Rob asks, "Can I have the last piece?"
Audacious. Rude. Not allowed.
It does not matter if it's the last cookie in the bottom of the container, broken edges, slightly burnt. It does not matter if the slice of cake has been sitting there, crumbling, neglected a for a few days.
If I made it, it's mine.
That's the rule in this house. The same rule that was passed down by Val. There is no deviating. It is hard and fast. The only person who can lift it is the person who baked/made/created/toiled at 10pm while half asleep on a Sunday night before an early Monday morning of a long week filled with school lunches to be packed. The only person who can give the o.k. for another to eat the last morsel is the person who produced the confection in question.
"The last piece is always reserved for the cook."
Back when we were kids, my sister Karyn would try and work around this law of the land. Val would remove the last square brownie from its pan and place it in a small bowl: up in the cabinet where the clean bowls and plates were housed, as if to hide it in plain sight. This only tempted and taunted Karyn. And we all knew where the "hiding" spot was anyway.
Karyn arrived home from school in the early afternoon, teenage stomach growling. Val was likely out grocery shopping for more food to feed three always ravenous children. Home alone and feeling bold, Karyn wielded a sharp paring knife and every so deftly shaved the edges of the brownie revealing a slightly smaller version of the same sweet. The phrase, "She will never notice." floated in a thought bubble above her head as she did her dirty work then devoured the slivered morsels.
And let's just say, "Val may never have noticed." (I truly doubt it. That woman always seemed to know what was going on even when she wasn't physically present.) But Karyn could not stop there. It just wasn't enough. She continued to shave a little more and then a little more until the new brownie was so noticeably smaller than how Val had left the original, that there was going to be no way out of this egregious trespass.
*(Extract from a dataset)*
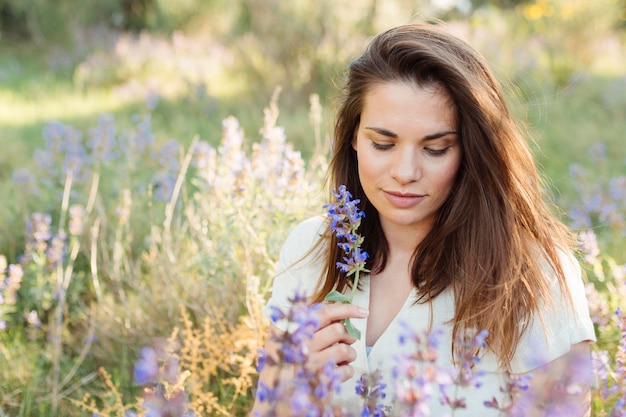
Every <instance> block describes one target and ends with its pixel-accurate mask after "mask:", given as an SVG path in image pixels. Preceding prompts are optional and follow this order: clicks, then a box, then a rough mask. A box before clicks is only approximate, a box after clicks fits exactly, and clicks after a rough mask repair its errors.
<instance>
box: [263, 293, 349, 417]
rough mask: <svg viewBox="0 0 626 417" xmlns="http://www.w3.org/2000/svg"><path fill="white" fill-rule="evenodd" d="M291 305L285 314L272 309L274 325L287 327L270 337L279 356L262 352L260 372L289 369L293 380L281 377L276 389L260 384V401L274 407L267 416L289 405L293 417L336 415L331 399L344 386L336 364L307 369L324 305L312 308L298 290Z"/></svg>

I can imagine it now, Val was likely thinking about savoring that brownie for a late lunch with a tall glass of cold milk once she finally got home with her multiple bags of groceries only to find that the hidden last brownie had been reduced to a miniature version so small it would not have satisfied and ant.
(Before we move on, I will need to address the elephant in the room: Yes, my mother often ate sweets in the place of actual meals claiming such illnesses as "low blood sugar" and "headaches". These medical diagnosis were never to be questioned and are still referenced today.)
I probably don't need to reveal the outcome of the clandestine brownie surgery. I mean it was obvious to all involved. And while it did not technically break the house rule, it clearly did infringe upon it. I am not sure what would have been more effective: to actually hide the last remaining sweet in a better place or to inflict a steep punishment for those who break the law. In my house, I just instill the fear of God in my loved ones which I think is appropriate for any potential transgression. You may think this to be a bit harsh. I don't. Nothing is out of bounds when it comes to protecting my chocolate, butter and sugar.
Declan will claim that even though whenever I bake a batch of these brownies, that he as the inventor and winner of a blue ribbon and Best in Show ribbon at the Barnstable County Fair in the summer of 2022, should actually be the recipient of the last piece every damn time. I politely and firmly disagree.
Reese's Dream Brownies
1 package brownie mix
9 Reese’s Peanut Butter Cups (full size)
¼ cup creamy peanut butter
Preheat oven according to brownie mix package directions.
Mix brownies according to package directions. Pour half of the batter into a greased (8 x8) pan. Place Reese’s Peanut Butter cups evenly over batter. Top with remaining batter and spread out to cover the peanut butter cups.
Heat peanut butter in a microwave for 10 seconds. Stir to achieve an even consistency. Drop in dollops over the brownie batter. Using a knife, swirl by dragging it one way, then the opposite way across the batter. Bake brownies according to package directions. (May need to add a few minutes to baking time.)
Remove from oven and allow to cool completely.
Cut into 9 even pieces. Keep in an airtight container.